Roenigk's testimony focuses on a number of vital issues and difficult challenges currently confronting US chicken producers.
Roenigk notes in his remarks that the state of the chicken industry, at least for those surviving firms, is good in terms of net margins but the industry continues to be frustrated by the results of an inflexible renewable fuels policy and program. He explains that chicken producers have been unable to step up production this year to long term annual averages because of lasting and rippling effects of a failed federal ethanol policy that has been with us since 2006.
"The often-dismissed fact, especially today as grain prices moderate, is that the Renewable Fuels Standard (RFS) has inflicted deep and sustained damage to chicken production," says Roenigk in his opening remarks. "In the end, consumers are once again paying the price for a biofuels policy and program that are broken beyond repair."
Roenigk says that since the RFS was enacted, chicken companies have incurred over $44 billion in higher actual feed costs due to the RFS.

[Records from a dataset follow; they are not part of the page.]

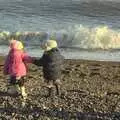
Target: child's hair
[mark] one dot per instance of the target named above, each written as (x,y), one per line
(14,44)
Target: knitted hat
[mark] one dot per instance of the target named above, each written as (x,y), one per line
(14,44)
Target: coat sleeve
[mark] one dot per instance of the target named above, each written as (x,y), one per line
(26,58)
(38,62)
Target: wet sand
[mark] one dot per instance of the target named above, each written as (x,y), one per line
(90,91)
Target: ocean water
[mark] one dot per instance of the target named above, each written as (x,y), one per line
(84,29)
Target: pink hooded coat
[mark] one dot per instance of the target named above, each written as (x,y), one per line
(15,62)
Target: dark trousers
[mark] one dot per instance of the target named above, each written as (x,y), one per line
(14,81)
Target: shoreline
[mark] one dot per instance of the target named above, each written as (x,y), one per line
(88,87)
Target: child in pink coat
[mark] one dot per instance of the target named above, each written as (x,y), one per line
(15,67)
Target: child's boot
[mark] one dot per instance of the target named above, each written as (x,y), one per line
(23,93)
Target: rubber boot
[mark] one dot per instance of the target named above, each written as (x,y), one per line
(12,90)
(23,93)
(24,96)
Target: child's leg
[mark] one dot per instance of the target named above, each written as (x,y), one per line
(57,84)
(21,86)
(12,85)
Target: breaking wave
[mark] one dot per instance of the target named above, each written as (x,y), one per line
(100,37)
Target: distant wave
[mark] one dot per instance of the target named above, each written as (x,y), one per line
(100,37)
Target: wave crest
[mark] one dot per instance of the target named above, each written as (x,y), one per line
(100,37)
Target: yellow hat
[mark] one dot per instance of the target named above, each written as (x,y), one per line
(14,44)
(50,44)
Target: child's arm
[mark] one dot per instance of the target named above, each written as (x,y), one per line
(26,58)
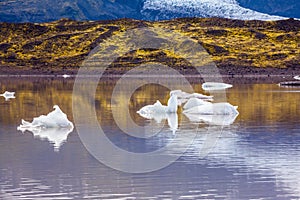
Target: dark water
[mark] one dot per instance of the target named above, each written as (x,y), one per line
(256,157)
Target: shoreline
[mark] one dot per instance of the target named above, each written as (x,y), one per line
(230,74)
(237,79)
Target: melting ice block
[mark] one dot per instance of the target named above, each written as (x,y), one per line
(54,127)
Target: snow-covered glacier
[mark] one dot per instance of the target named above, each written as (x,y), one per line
(168,9)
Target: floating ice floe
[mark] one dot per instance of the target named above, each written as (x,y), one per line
(215,86)
(55,127)
(183,97)
(158,108)
(8,95)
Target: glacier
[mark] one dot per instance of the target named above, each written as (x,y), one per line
(167,9)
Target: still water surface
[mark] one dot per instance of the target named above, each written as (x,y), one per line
(257,156)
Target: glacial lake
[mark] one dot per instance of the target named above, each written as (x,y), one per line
(257,156)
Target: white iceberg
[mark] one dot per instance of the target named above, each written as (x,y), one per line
(55,119)
(55,127)
(158,108)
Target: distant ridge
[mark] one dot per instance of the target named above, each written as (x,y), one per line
(50,10)
(236,46)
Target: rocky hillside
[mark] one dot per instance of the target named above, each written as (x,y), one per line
(234,45)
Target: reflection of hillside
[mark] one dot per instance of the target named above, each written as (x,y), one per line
(259,103)
(265,103)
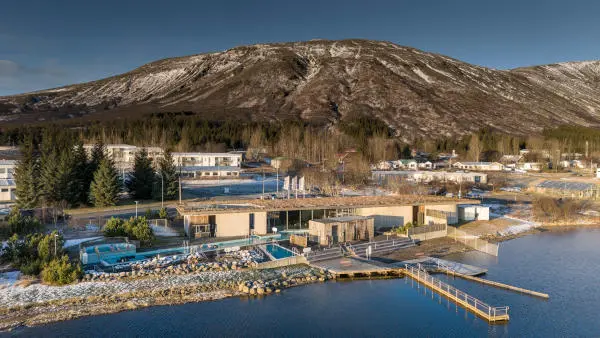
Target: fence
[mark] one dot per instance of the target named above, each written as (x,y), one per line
(473,241)
(490,313)
(426,232)
(282,262)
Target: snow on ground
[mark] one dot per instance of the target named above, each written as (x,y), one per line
(522,226)
(9,278)
(422,75)
(73,242)
(18,295)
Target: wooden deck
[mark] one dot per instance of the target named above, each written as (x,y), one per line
(433,264)
(502,285)
(491,314)
(353,267)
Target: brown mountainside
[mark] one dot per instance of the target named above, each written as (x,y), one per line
(415,92)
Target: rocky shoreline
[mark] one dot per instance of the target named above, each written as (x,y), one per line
(115,292)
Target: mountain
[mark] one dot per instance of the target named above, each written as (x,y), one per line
(419,94)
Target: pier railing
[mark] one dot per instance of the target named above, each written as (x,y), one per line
(492,314)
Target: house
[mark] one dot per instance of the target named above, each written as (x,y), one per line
(473,212)
(123,155)
(384,165)
(207,172)
(578,164)
(382,177)
(7,181)
(483,166)
(408,164)
(531,166)
(564,164)
(569,189)
(193,159)
(510,161)
(337,230)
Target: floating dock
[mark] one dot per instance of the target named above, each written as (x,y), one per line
(501,285)
(349,267)
(483,310)
(435,264)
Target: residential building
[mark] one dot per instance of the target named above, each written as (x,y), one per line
(473,212)
(243,218)
(382,177)
(197,172)
(407,164)
(425,165)
(531,166)
(569,189)
(189,159)
(483,166)
(7,181)
(124,157)
(335,230)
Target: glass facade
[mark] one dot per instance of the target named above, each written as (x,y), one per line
(298,219)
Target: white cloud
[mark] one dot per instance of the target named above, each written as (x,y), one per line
(8,68)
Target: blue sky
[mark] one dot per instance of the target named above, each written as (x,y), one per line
(46,43)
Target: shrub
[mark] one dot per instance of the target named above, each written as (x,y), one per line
(162,213)
(32,268)
(49,245)
(115,227)
(19,224)
(134,228)
(551,209)
(138,228)
(60,271)
(149,214)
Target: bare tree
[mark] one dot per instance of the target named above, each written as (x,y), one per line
(475,148)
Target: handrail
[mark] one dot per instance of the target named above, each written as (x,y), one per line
(491,313)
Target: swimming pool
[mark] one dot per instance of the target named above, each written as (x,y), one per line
(278,252)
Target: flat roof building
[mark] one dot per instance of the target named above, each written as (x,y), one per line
(429,176)
(569,189)
(246,217)
(7,182)
(330,231)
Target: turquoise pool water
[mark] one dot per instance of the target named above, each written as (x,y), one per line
(278,252)
(104,248)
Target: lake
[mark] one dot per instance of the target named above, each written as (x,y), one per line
(562,264)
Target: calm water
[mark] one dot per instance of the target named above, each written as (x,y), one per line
(564,265)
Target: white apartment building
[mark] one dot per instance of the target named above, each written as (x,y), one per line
(429,176)
(124,157)
(485,166)
(207,159)
(7,181)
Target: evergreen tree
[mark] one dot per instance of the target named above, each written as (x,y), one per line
(27,176)
(170,178)
(81,185)
(141,181)
(49,180)
(97,156)
(67,183)
(104,190)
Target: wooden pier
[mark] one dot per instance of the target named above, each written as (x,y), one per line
(491,314)
(500,285)
(350,267)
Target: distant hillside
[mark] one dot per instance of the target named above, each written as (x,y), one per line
(416,93)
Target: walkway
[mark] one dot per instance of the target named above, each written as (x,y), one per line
(491,314)
(435,264)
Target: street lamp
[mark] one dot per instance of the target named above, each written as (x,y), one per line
(162,190)
(55,236)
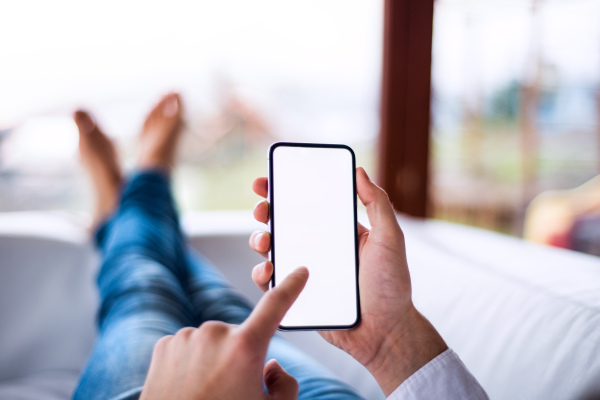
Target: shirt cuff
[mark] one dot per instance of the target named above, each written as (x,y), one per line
(444,377)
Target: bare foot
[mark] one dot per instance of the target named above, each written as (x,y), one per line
(99,157)
(160,135)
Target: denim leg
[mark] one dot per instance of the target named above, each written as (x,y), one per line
(141,295)
(213,298)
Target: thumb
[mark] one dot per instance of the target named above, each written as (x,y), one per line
(280,384)
(379,210)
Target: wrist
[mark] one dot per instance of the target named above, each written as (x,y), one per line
(404,350)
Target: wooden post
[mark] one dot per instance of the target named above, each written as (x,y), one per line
(403,163)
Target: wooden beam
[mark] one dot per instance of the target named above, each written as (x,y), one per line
(403,162)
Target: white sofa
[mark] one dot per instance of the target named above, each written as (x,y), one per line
(524,318)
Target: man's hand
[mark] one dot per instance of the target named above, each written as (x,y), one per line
(222,361)
(393,340)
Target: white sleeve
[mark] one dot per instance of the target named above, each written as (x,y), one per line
(445,377)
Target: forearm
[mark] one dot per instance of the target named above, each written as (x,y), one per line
(404,351)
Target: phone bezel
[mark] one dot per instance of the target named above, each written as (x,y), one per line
(272,205)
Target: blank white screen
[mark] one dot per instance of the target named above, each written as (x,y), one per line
(313,226)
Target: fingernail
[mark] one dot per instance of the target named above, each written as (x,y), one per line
(86,123)
(170,107)
(365,172)
(257,239)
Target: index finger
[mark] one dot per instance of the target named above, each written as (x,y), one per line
(260,186)
(270,310)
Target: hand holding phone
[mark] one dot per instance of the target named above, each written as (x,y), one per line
(393,340)
(312,193)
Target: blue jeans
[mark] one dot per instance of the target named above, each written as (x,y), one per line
(152,285)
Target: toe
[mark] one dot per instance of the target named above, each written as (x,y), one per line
(170,105)
(84,122)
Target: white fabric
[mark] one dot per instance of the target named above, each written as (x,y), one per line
(444,377)
(524,318)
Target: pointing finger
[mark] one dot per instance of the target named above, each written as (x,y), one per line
(270,310)
(260,186)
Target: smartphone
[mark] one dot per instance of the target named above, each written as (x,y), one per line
(312,194)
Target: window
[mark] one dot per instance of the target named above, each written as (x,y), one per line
(250,73)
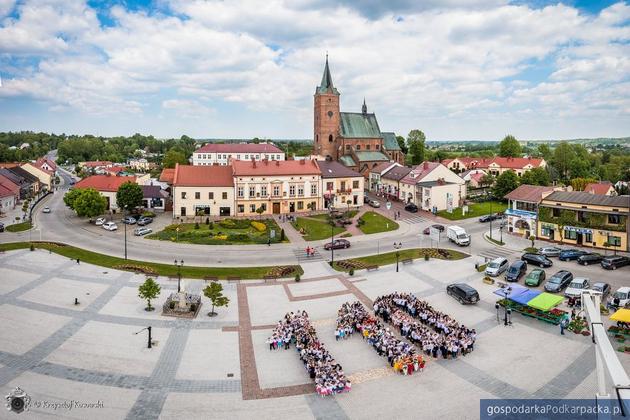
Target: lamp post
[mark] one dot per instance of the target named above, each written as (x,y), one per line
(397,247)
(179,266)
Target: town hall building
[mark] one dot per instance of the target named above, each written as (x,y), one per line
(352,138)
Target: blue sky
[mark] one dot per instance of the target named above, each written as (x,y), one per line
(457,69)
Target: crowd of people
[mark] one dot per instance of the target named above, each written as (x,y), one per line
(401,356)
(322,368)
(436,333)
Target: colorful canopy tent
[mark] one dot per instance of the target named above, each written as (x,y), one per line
(545,301)
(622,315)
(524,298)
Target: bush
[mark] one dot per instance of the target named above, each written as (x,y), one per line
(260,227)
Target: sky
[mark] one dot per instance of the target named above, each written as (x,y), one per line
(456,69)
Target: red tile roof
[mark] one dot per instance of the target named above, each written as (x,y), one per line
(278,167)
(203,176)
(239,148)
(600,188)
(104,183)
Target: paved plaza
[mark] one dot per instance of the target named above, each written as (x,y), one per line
(222,367)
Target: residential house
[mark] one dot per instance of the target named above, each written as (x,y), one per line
(522,211)
(202,191)
(222,154)
(278,187)
(107,185)
(340,185)
(581,218)
(433,187)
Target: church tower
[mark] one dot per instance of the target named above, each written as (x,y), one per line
(326,117)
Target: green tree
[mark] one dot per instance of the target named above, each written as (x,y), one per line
(86,202)
(506,182)
(509,147)
(415,140)
(149,290)
(129,196)
(214,292)
(172,157)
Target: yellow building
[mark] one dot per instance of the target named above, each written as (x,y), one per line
(580,218)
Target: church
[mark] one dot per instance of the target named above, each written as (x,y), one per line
(352,138)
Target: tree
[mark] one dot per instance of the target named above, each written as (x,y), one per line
(172,157)
(402,143)
(506,182)
(536,176)
(149,290)
(509,147)
(415,140)
(86,202)
(129,195)
(214,292)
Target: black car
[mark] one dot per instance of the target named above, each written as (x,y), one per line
(537,259)
(411,208)
(463,293)
(516,271)
(570,254)
(488,218)
(614,262)
(590,258)
(337,244)
(559,281)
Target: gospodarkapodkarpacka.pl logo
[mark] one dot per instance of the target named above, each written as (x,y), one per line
(18,400)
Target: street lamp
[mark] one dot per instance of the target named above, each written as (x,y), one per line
(179,266)
(397,247)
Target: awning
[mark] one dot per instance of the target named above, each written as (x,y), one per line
(524,298)
(622,315)
(545,301)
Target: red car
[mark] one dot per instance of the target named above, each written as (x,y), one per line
(438,227)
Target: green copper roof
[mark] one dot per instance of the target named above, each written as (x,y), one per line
(390,142)
(347,160)
(371,156)
(359,125)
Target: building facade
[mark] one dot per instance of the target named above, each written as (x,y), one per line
(584,219)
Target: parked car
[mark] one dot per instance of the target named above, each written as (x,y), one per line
(110,226)
(337,244)
(463,293)
(603,288)
(412,208)
(570,254)
(590,258)
(576,286)
(537,259)
(438,227)
(143,220)
(516,271)
(535,277)
(497,266)
(488,218)
(142,231)
(559,281)
(550,251)
(613,262)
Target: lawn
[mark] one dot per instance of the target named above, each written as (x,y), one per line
(223,232)
(314,229)
(108,261)
(19,227)
(474,210)
(390,257)
(372,222)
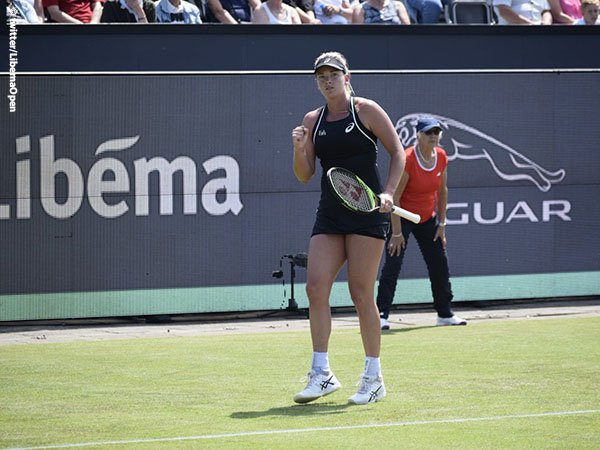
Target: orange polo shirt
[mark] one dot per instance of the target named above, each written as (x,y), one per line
(420,193)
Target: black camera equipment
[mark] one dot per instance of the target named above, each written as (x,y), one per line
(298,259)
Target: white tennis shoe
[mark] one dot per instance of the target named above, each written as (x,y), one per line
(385,325)
(454,320)
(319,385)
(370,390)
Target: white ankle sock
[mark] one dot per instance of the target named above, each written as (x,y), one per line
(372,366)
(320,362)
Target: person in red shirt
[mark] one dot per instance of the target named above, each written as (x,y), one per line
(74,11)
(423,189)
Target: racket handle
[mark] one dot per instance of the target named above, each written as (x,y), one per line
(415,218)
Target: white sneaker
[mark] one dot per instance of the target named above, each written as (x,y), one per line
(454,320)
(370,390)
(319,385)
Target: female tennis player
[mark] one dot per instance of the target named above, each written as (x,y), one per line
(344,133)
(423,189)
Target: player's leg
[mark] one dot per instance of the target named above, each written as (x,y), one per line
(364,255)
(326,255)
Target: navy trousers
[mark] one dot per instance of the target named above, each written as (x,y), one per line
(437,267)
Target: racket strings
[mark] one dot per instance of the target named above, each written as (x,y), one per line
(351,190)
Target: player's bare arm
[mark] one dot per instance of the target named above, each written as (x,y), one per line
(304,151)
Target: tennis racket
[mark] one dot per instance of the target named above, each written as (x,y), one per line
(355,195)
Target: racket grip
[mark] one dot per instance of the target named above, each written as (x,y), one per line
(415,218)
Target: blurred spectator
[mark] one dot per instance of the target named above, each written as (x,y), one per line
(565,11)
(177,11)
(25,11)
(589,9)
(386,12)
(425,11)
(333,11)
(304,8)
(203,7)
(130,11)
(275,12)
(523,12)
(74,11)
(231,11)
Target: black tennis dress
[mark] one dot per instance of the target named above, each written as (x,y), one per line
(349,144)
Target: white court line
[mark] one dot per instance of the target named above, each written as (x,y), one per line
(310,430)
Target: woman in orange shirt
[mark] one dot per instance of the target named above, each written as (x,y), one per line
(423,189)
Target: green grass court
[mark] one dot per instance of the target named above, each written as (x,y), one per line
(523,384)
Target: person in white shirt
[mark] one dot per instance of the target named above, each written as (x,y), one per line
(275,12)
(589,9)
(523,12)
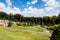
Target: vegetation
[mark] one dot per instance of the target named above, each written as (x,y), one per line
(56,34)
(10,34)
(46,20)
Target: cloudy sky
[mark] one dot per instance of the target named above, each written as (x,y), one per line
(36,8)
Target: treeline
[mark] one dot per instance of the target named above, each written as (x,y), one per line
(46,20)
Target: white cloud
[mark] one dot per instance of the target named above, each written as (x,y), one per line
(49,10)
(13,10)
(2,5)
(28,3)
(34,1)
(8,2)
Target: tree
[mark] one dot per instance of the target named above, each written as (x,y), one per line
(9,24)
(3,15)
(56,34)
(17,17)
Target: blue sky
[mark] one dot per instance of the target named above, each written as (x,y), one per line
(30,8)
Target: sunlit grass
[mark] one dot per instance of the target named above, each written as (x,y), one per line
(6,34)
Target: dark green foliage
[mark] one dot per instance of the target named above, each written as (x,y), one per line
(19,24)
(56,34)
(10,24)
(46,20)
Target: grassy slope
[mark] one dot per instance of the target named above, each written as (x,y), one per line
(6,34)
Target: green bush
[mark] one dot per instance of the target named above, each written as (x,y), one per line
(9,24)
(56,34)
(18,24)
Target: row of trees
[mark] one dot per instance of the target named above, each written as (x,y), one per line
(46,20)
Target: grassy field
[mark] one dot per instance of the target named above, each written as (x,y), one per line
(7,34)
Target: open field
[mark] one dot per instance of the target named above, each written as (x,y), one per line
(7,34)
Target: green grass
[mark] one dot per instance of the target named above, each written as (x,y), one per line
(32,28)
(7,34)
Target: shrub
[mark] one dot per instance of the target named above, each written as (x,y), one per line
(18,24)
(56,34)
(9,24)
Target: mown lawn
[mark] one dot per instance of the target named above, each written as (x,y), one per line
(6,34)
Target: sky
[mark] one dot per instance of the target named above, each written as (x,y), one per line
(31,8)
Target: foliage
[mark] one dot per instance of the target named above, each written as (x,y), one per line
(56,34)
(46,20)
(9,24)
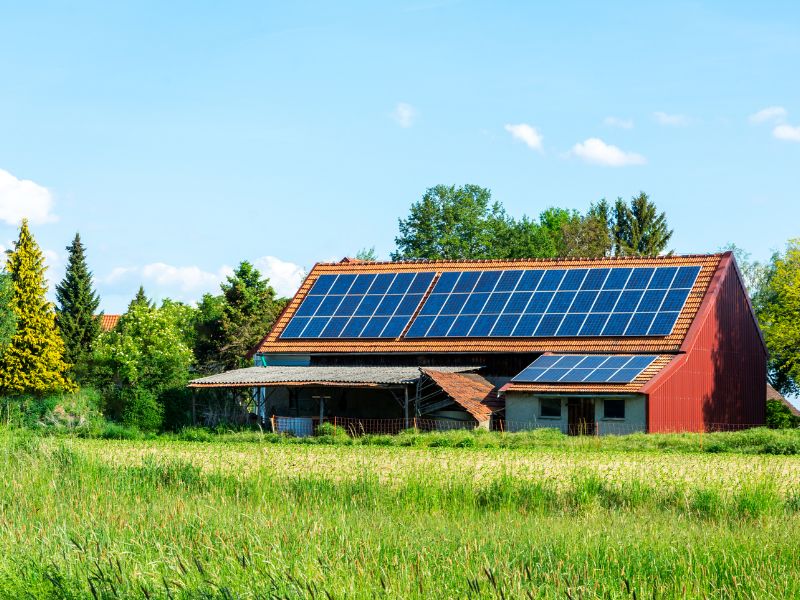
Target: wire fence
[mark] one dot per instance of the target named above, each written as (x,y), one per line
(309,426)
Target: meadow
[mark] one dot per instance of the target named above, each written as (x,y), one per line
(243,516)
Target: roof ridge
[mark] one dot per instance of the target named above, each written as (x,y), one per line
(427,261)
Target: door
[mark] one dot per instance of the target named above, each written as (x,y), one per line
(580,416)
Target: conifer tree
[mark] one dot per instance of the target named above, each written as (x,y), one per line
(33,362)
(76,312)
(140,299)
(639,229)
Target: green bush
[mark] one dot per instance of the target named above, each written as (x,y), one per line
(779,416)
(142,410)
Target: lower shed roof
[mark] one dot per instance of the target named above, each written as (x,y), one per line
(274,376)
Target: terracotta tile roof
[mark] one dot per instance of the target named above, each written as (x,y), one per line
(708,264)
(472,392)
(628,388)
(108,322)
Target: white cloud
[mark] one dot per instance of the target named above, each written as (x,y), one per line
(617,122)
(771,113)
(188,283)
(404,114)
(787,132)
(284,276)
(23,198)
(596,151)
(527,134)
(671,120)
(186,279)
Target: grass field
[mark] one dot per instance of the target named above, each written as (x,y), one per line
(163,518)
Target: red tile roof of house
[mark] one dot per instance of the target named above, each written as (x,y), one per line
(708,264)
(108,322)
(472,392)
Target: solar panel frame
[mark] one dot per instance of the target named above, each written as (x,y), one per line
(379,305)
(585,368)
(578,302)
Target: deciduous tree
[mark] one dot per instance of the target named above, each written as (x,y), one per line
(451,223)
(779,315)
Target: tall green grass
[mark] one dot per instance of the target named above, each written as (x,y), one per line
(166,519)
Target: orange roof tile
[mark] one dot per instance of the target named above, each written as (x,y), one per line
(628,388)
(108,322)
(472,392)
(708,264)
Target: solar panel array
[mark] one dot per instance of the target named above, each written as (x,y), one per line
(641,301)
(594,368)
(359,306)
(581,302)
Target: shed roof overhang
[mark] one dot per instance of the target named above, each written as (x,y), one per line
(311,376)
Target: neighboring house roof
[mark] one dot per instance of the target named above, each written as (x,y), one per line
(773,394)
(708,264)
(347,376)
(472,392)
(108,322)
(612,388)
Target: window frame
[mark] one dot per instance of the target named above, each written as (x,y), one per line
(615,400)
(550,400)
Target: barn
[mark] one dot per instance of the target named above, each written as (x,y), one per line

"EPA's proposal for the 2014 RFS reflects again clear evidence that our nation's biofuels policy is broken, and broken well beyond repair," he adds. "The issues of the blend wall, food versus fuel, mandates for non-existing cellulosic ethanol and other issues will not go away until Congress deals with the reality of the unworkable, unsustainable, imbalanced and misnomered RFS."
Roenigk also called the Trans-Atlantic Trade and Investment Partnership and the Trans-Pacific Partnership significant "job creators," and said their implementation would increase poultry exports, resulting in more jobs and more family farmers growing poultry.
In addition, Roenigk called on Congress to promptly pass Trade Promotion Authority legislation so that the position of the US international trade negotiators is strengthened as they continue to move forward to successfully conclude these two critically important agreements.